The rest of the book is divided equally between Essun and Nassun on their journeys. They have contradictory goals, they’ve both grown extremely powerful, and of course, they are both suffering in their own ways. It’s up to one of them to decide the fate of the world, and it’s unclear who will have her way until the very end.
There is actually some hope in the ending. It is tragic (the author makes sure that any possible outcome would be tragic in one way or another), but there is love and maybe a chance for a change there. I’m skeptical about how this change is supposed to happen, but who knows.
I also hoped to learn more about the guardians. I guessed from the chapters about the past how they came to be, but it was never said directly, and I’m not sure I’m right.
All in all, I enjoyed the book, and it was a page-turner like The Fifth Season.

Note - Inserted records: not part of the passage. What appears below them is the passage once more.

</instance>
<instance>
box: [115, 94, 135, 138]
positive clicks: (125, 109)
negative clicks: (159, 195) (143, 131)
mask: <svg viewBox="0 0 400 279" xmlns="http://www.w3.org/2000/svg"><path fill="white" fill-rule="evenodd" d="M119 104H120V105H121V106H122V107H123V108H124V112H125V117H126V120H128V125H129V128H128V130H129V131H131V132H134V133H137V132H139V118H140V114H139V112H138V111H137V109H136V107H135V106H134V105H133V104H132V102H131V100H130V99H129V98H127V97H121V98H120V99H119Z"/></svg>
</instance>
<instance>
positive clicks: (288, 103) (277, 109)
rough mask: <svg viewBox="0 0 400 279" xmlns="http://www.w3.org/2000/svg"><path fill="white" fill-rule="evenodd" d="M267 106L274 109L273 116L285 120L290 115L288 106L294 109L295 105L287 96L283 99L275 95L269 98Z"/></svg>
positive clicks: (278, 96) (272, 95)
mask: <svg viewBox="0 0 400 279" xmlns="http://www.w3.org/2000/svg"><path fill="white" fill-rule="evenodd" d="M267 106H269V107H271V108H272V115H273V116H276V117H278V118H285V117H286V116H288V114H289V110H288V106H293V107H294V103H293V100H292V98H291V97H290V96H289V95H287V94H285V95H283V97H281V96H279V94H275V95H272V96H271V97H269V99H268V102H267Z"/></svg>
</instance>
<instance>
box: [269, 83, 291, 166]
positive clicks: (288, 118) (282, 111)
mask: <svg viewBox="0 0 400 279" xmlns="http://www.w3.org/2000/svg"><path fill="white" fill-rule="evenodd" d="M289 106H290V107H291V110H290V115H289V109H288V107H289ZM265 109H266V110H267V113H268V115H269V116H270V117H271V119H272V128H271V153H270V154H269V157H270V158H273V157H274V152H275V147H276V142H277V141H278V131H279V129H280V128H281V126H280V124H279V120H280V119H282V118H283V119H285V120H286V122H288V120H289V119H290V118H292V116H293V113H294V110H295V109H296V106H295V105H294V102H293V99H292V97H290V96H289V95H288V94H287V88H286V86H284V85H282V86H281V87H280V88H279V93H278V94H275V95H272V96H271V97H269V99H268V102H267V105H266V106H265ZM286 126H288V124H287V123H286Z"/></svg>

The originality of the whole trilogy is just outstanding. I admire N.K. Jemisin’s creativity. It’s writers like her who redefine genres and inspire others to follow in their steps. The mix of dystopia, fantasy with creatures you’ve never seen before, sci-fi / biopunk is like nothing I’ve ever read.
It’s also really impressive how N.K. Jemisin manages to raise all these real issues (I’ve mentioned them before: oppression, being rejected for who you are by the society and your own family, etc.), also throwing in the relationship between humans and the planet without mentioning anything that would remind you of this world. She just makes you see what it’s like in an absolutely fictional setting and lets you draw your own conclusions. All that, together with the characters’ constant private struggles made it a really intense trilogy that caused what I now know is called ‘book hangover’. Even though it’s one of my favorite works of fiction, I was a bit relieved when it ended because everyone just suffered too much and deserved a break. I will definitely read other N.K. Jemisin’s books, but I need time to recover first.